Integra, which makes products used in neurosurgery, reconstruction, wound and dental care, made a "binding offer" for the Codman business, which will bolster its pipeline of offerings for tissue ablation, spinal cord repair and cranial stabilization.
The companies will finalize the deal after receiving the green light from various works councils and regulators, a J&J spokeswoman told Reuters, adding that the deal would close in the fourth quarter, if approved.
Integra said its adjusted earnings per share would increase by at least 22 cents in the first full year after closing and rise thereafter.
The deal would enable the company to generate 30 percent or more of sales from international markets, Integra executives said on a conference call.
However, Integra expects some disruption in the Codman business in the first year following the purchase, but forecast the business would grow 3-6 percent in the longer term.
The Codman neurosurgery business, which is part of J&J's DePuy Synthes unit and markets devices for use in neuro-critical care and electrosurgery, generated sales of about $370 million in 2016.

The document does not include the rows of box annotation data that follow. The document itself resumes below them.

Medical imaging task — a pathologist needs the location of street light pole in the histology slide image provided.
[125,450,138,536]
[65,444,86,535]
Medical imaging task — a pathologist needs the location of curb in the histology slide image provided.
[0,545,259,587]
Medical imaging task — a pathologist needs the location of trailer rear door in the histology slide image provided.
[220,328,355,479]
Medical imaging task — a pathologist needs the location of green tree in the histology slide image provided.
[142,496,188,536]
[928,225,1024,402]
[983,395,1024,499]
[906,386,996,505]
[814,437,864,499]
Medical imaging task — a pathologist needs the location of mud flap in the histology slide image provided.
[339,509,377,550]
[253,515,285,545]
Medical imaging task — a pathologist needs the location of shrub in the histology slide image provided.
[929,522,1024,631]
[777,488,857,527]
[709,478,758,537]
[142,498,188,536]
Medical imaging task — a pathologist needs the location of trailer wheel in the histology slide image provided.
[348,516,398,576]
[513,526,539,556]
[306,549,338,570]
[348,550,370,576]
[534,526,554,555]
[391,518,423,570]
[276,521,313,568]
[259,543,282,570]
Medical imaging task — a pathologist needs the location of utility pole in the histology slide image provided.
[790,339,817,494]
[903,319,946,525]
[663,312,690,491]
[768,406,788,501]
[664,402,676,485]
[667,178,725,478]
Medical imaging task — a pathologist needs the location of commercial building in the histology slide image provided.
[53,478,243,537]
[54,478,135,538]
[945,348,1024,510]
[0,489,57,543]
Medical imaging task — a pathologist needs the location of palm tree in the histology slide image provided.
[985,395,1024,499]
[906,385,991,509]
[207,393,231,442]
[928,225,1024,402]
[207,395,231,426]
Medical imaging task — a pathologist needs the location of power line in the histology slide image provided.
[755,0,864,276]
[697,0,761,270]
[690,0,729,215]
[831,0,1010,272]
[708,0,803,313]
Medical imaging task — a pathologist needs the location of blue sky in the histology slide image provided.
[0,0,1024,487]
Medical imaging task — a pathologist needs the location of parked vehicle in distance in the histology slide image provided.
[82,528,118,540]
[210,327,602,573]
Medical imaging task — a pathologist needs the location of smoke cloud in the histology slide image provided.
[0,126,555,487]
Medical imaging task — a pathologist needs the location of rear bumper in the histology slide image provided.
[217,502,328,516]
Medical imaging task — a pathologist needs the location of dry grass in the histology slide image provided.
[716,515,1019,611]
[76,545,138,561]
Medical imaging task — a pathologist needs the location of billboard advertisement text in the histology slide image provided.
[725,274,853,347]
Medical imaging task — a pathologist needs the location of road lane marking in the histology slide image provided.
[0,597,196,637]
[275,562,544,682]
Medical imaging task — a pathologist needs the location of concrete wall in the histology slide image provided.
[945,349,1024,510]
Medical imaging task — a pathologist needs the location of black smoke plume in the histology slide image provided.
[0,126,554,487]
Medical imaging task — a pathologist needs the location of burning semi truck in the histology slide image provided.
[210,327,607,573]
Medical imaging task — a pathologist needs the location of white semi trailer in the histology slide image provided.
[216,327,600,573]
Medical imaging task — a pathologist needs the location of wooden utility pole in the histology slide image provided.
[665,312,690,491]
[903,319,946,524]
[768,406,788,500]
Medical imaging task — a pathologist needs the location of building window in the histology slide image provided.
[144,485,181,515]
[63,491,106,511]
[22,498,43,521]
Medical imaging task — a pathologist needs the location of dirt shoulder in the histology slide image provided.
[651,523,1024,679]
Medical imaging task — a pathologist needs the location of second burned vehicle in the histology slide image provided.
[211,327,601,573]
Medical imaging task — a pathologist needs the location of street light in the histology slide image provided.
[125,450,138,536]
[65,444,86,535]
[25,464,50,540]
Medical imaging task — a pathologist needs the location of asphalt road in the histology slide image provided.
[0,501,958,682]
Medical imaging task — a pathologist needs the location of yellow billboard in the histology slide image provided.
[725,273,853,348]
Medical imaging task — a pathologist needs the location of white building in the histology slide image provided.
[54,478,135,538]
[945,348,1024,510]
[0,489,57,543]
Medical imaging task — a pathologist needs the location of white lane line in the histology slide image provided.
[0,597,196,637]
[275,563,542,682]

The deal excludes Codman's neurovascular and drug delivery businesses, J&J said.
The U.S. healthcare giant, which is buying Swiss biotech company Actelion Ltd in a $30 billion deal, said last month it was reviewing strategic options for some of its diabetes care businesses.
Integra's shares rose as much as 6 percent to $45.87 in morning trade, while J&J's stock was marginally up.
As of Tuesday's close, Integra's shares had gained about 56 percent in the past 12 months, while J&J's stock had risen 14 percent.
If the proposed deal is not closed, DePuy is entitled to receive a termination fee of $60 million, according to a regulatory filing. (http://bit.ly/2lP5C0j)
Plainsboro, New Jersey-based Integra, which hopes the transaction will accelerate its path to generate $2 billion in revenue, said it has obtained committed financing from BofA Merrill Lynch and JPMorgan.
BofA Merrill Lynch is serving as Integra's financial adviser, while Latham & Watkins LLP is its legal adviser.